Na południu przy granicy jest miasteczko
Takie małe, takie śliczne, położone czarodziejsko.
Przekonam dziś Was że tu życie ma smak:
Gdy człek sięgnie 60-siątki ma też radosne wątki.
Bóg trochę rozpieścił tu ludzi tworząc za dużo na raz,
Zbytek wspaniałości rozleniwia życie w nas.
Na straży Seniorów staną Głuchołaski chór,
By swoją piękna pracą rozwijać ludzi kult,
Tu na wesoło wszyscy pragną żyć
Ze śpiewem na ustach w różnych miejscach być.
Rozweselać naszych gości, przecież to nie wstyd.
Z uśmiechem trzeba naprzód iść, Nie myśleć o starości.

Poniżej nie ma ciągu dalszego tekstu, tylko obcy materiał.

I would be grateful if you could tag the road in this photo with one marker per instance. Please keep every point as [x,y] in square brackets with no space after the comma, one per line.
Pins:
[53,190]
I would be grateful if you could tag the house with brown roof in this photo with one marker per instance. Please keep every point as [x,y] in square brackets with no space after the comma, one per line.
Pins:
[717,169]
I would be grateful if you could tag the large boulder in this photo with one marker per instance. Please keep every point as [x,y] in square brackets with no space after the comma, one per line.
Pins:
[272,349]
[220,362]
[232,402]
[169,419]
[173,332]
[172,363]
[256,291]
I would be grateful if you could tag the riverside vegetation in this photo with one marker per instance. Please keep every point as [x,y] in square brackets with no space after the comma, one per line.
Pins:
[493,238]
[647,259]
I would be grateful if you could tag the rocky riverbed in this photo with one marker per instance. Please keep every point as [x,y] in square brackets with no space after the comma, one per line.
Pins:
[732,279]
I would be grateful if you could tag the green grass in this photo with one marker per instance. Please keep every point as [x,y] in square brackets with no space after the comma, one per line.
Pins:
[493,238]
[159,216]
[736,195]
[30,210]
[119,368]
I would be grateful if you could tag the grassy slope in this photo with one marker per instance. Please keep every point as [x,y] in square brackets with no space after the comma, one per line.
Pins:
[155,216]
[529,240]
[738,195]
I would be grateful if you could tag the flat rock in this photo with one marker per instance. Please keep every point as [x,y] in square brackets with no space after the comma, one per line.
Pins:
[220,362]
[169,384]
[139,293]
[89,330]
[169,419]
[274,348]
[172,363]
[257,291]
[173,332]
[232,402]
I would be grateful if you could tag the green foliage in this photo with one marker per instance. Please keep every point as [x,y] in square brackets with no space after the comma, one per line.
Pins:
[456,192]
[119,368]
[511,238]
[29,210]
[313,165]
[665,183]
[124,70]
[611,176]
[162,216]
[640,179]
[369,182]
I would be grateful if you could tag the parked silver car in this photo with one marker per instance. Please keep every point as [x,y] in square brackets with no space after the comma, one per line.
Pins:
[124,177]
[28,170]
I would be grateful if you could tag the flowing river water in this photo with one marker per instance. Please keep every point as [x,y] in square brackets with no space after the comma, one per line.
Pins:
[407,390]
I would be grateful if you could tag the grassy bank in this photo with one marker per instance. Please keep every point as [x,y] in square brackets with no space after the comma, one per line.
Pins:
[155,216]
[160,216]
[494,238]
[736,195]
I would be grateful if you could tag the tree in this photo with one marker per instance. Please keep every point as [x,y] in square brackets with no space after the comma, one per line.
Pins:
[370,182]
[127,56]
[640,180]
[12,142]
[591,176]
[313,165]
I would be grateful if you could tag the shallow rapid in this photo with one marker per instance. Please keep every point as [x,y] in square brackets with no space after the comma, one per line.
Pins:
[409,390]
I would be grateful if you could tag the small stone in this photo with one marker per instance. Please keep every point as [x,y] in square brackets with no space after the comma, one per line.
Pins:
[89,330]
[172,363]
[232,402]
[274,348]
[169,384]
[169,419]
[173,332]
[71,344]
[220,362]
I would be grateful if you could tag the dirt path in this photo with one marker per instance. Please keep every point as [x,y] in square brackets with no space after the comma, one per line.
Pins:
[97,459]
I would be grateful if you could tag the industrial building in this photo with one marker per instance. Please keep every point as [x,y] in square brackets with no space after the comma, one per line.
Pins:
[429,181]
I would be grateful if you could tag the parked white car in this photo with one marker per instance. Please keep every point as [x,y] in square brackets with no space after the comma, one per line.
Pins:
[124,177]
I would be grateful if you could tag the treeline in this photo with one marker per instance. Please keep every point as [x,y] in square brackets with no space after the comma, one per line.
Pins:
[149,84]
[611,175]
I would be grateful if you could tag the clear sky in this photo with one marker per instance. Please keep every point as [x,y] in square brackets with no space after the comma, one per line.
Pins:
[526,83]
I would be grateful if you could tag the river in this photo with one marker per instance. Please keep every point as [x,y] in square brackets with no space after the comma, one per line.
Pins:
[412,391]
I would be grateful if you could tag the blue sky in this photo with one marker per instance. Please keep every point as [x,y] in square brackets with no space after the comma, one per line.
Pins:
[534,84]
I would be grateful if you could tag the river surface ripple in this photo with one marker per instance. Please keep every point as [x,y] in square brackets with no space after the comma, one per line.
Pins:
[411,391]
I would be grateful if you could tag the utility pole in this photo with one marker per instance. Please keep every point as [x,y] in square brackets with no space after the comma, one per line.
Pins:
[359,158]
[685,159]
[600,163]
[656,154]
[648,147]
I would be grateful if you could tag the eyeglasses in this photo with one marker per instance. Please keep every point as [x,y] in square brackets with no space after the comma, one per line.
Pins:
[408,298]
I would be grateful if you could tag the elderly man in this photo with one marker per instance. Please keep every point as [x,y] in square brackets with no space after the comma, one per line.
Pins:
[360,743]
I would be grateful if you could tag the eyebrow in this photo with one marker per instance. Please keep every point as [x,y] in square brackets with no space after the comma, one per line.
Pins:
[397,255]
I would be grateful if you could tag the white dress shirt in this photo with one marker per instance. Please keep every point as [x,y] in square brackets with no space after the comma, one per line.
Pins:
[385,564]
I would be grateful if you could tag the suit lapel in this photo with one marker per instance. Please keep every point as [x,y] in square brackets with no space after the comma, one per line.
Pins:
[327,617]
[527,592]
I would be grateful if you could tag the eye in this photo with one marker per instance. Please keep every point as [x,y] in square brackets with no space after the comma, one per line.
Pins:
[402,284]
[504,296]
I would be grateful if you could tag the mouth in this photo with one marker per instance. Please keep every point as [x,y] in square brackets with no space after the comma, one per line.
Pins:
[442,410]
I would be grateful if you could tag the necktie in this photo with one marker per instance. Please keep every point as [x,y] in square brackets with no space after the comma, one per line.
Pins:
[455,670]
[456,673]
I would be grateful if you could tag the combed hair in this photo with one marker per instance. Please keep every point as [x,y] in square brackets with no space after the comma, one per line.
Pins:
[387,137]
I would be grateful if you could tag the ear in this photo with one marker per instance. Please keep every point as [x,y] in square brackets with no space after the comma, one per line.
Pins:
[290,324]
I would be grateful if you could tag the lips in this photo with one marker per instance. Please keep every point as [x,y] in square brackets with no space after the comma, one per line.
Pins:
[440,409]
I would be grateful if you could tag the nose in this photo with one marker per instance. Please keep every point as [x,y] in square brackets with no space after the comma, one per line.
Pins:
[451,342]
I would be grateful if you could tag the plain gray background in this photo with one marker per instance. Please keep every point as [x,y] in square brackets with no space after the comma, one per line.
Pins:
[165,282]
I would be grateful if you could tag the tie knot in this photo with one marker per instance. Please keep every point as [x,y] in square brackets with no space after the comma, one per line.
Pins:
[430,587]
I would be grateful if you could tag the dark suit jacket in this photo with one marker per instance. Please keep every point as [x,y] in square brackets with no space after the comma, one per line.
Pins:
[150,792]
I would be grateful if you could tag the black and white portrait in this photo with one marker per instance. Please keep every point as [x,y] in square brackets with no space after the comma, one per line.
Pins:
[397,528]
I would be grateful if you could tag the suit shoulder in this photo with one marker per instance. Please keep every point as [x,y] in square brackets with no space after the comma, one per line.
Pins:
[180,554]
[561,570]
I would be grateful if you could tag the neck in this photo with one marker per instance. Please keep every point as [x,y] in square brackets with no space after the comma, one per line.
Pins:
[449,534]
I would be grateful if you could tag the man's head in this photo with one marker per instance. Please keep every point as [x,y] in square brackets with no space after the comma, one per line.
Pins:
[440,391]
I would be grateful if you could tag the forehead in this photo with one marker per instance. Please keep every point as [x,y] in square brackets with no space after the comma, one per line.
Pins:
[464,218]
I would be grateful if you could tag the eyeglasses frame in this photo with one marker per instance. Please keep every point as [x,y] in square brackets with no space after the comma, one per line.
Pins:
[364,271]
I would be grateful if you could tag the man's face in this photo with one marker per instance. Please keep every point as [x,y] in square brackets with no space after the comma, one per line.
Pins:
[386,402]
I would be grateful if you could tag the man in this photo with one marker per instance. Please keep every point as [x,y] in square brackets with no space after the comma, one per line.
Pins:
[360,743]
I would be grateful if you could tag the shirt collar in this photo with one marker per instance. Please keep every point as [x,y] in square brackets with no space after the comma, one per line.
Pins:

W Chórze WRZOS zawsze wesoło jest
Nie trzeba nam doktorów gdy w życiu radość jest
Czasem gdzieś strzyka, tam boli, tam znów coś gniecie!
A z czyjej to woli?
Jak posłuchasz Chóru WRZOS to wszystko się zagoi.
My chcemy żyć długo i radośnie na tym świecie
By jak najwięcej przeminęło nam:
Wiosen po wiośnie!
Stworzyłeś nas Boże na pięknej planecie;
Więc pozwól do woli nacieszyć się nią na starość -
Nareszcie!
Pomimo życiowych przeszkód i wielu trudności;
Chcemy tu być razem i zaznawać samych radości.
Niech nadchodzące lata będą dla WRZOSU rozśpiewane,
By jeszcze bardziej zbliżyły Was do siebie.
Wszystko, co tylko miłe na świecie,
Wszystko, co tylko radość wróży,
Niech się Wam w jeden krąg splecie
I będzie szczęściem SENIORÓW w życia podróży.